The great poet Adam Zagajewski has died in Poland at age 75.
Zagajewski was a dear personal friend of and often a collaborator with DACAMERA Artistic Director Sarah Rothenberg.
At the time of this death, Adam Zagajewski was Poland’s most famous poet, winner of the Kurt Tucholsky Prize, a Prix de la Liberté, and a Guggenheim Fellowship. Born in a Polish city that became part of the Soviet Union, Zagajewski left his native country 1982 for Europe and the United States, where he was a visiting professor in the University of Houston’s Creative Writing program. In 2002, he returned home to Krakow. Adam Zagajewski returned to Houston most recently in 2018 to read from works recent and past in a collaborative program of music and poetry with Sarah Rothenberg. Zagajewski’s books include Eternal Enemies: Poems; Slight Exaggeration: An Essay and Two Cities: On Exile, History and the Imagination.

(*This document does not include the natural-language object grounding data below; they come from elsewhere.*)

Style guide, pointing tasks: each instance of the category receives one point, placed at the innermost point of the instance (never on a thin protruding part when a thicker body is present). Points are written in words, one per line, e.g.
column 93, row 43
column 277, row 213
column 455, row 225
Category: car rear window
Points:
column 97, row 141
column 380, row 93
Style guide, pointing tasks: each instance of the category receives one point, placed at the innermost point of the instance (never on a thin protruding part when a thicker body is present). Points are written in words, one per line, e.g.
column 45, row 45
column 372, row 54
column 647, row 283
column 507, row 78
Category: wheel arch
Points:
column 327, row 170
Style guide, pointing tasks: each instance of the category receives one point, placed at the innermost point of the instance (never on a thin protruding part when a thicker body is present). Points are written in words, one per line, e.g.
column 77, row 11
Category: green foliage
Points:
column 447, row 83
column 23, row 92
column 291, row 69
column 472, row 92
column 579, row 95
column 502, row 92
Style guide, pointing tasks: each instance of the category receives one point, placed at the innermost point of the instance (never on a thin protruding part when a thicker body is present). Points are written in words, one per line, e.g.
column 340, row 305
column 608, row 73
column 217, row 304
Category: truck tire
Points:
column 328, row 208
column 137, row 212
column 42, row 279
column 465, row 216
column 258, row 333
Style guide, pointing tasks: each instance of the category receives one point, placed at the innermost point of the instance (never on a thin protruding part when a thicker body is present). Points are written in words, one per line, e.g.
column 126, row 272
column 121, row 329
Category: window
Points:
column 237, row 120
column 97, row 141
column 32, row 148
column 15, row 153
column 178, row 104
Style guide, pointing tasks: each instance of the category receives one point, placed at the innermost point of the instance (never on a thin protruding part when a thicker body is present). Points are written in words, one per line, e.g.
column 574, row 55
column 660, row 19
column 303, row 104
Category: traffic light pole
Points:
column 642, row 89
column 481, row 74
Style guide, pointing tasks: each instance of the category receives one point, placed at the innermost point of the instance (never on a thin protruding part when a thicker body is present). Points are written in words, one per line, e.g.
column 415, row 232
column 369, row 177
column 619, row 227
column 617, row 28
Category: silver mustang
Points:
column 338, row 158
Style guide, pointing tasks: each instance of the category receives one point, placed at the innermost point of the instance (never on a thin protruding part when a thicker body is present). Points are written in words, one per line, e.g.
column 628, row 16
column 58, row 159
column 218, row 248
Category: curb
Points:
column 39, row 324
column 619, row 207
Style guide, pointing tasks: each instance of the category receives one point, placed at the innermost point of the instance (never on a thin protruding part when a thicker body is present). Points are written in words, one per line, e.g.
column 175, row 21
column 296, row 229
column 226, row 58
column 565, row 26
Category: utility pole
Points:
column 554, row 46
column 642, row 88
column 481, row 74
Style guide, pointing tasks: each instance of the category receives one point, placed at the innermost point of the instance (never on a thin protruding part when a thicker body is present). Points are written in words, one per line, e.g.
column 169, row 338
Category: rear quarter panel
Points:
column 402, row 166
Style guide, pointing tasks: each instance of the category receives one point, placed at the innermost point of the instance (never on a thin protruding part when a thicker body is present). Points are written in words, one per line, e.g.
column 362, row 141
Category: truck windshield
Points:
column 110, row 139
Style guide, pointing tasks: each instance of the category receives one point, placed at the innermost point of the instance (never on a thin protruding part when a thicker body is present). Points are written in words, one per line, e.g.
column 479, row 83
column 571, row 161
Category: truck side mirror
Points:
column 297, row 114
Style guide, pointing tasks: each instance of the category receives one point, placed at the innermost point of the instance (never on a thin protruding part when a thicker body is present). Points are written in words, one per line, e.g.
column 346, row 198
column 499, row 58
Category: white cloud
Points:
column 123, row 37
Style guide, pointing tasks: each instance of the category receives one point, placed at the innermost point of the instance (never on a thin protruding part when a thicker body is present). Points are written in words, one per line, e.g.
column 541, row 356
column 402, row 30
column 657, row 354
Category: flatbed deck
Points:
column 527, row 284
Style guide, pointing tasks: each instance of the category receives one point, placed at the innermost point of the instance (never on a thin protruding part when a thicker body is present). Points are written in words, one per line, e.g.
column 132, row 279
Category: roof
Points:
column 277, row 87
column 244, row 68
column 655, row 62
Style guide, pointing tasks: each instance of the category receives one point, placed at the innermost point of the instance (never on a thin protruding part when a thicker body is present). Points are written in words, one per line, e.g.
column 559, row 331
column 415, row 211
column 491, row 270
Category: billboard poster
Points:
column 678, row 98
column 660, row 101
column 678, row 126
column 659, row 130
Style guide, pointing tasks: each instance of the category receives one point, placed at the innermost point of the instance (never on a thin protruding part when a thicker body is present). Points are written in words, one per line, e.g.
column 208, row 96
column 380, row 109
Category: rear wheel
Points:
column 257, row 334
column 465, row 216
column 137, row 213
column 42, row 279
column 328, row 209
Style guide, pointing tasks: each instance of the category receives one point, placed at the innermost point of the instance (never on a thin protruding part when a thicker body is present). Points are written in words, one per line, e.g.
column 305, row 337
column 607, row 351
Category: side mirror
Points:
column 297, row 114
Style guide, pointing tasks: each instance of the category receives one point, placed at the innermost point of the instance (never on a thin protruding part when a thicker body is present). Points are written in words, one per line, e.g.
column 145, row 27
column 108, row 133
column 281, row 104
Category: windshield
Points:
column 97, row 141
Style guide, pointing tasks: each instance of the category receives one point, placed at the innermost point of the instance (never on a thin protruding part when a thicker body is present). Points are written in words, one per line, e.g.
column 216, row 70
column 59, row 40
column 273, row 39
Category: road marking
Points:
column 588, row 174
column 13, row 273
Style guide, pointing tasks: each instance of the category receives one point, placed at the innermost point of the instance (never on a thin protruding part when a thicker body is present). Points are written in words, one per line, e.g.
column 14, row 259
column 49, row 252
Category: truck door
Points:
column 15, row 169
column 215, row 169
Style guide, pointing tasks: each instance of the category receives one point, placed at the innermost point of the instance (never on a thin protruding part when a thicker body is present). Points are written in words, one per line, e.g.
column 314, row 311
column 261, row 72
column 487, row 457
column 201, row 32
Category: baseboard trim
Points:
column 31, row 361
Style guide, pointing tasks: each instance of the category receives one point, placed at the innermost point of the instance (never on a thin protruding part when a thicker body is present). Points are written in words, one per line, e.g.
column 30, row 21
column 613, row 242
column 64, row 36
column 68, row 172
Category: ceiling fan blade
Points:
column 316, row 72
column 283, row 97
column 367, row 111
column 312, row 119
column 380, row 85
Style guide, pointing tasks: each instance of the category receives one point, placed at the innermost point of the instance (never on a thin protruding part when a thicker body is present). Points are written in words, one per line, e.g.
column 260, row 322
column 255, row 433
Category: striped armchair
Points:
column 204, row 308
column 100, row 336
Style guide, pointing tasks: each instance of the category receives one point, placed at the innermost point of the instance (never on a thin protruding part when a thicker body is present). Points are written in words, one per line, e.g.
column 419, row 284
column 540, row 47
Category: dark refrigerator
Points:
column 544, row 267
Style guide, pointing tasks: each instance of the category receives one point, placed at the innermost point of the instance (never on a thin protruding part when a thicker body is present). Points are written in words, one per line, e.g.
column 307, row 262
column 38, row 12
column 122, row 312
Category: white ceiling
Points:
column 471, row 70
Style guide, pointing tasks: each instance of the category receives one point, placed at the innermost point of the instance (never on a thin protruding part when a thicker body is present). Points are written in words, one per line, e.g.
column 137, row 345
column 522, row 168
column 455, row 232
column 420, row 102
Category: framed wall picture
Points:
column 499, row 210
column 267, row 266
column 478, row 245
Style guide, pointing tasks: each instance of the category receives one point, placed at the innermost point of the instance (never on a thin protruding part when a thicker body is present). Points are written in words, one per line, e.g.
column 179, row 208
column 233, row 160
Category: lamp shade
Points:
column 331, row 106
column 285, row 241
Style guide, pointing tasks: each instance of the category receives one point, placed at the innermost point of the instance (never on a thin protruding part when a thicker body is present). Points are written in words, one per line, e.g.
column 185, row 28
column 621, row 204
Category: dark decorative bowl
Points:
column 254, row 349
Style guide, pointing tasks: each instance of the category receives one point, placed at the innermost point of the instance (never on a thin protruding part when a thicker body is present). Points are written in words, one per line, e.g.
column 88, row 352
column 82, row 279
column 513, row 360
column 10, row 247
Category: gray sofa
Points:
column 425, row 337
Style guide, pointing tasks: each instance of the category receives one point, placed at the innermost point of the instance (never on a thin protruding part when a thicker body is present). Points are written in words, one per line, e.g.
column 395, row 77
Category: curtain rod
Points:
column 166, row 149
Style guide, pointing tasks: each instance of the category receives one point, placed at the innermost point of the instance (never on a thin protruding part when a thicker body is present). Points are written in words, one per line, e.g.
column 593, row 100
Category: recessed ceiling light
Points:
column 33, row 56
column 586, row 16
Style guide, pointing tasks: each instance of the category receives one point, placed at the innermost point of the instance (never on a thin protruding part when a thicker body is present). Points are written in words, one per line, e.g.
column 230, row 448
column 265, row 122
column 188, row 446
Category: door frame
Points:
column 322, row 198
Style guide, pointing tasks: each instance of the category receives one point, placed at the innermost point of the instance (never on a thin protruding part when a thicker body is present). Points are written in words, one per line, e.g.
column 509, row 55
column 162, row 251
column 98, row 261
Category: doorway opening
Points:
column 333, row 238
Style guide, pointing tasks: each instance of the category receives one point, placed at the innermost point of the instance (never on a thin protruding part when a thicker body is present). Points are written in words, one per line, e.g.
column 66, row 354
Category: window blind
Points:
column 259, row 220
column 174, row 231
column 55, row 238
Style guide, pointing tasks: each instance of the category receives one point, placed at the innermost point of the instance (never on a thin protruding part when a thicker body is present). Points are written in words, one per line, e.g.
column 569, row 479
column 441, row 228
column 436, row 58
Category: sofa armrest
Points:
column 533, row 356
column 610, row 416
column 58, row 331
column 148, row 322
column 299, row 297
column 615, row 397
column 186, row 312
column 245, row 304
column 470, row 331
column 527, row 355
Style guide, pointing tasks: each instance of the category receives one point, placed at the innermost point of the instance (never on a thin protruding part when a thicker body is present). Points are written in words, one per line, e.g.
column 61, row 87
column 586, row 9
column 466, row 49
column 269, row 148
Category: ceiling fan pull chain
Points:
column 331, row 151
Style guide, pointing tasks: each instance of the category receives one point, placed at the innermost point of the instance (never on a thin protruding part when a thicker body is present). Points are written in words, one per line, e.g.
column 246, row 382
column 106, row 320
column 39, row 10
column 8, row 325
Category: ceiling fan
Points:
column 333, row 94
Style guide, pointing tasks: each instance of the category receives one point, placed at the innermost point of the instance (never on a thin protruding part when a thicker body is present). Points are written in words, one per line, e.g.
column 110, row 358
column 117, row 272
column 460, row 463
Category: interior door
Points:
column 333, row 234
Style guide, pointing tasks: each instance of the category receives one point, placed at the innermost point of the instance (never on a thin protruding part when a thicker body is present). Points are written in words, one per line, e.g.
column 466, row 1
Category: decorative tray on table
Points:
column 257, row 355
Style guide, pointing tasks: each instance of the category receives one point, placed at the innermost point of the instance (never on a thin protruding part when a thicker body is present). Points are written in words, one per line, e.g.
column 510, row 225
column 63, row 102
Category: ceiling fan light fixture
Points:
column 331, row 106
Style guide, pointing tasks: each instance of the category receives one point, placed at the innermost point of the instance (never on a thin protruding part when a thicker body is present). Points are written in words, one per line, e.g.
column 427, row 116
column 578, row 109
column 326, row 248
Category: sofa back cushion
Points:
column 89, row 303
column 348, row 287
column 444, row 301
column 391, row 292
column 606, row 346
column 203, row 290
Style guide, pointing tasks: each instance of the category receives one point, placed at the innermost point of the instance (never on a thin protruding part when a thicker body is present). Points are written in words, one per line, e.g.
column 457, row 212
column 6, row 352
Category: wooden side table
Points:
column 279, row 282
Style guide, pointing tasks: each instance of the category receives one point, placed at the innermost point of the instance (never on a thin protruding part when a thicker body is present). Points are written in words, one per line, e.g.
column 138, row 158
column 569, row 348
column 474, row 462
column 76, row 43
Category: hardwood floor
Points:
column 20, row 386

“I look at a photograph of the city where I was born,
at its lush gardens and winding streets, at the hills,
the Catholic roofs, the domes of Orthodox churches,
where on Sunday the basses sing so mightily
that neighboring trees sway as in a hurricane;
I gaze at the photograph, I can’t tear my eyes away,
and suddenly I imagine that they’re all still alive
as if nothing had happened, they still scurry to lectures,
wait for trains, take sky-blue trams,
check calendars with alarm, step on scales,
listen to Verdi’s arias and their favorite operetta…”
from I Look at a Photograph
“Music reminds us what love is. If you’ve forgotten what love is, go listen to music.”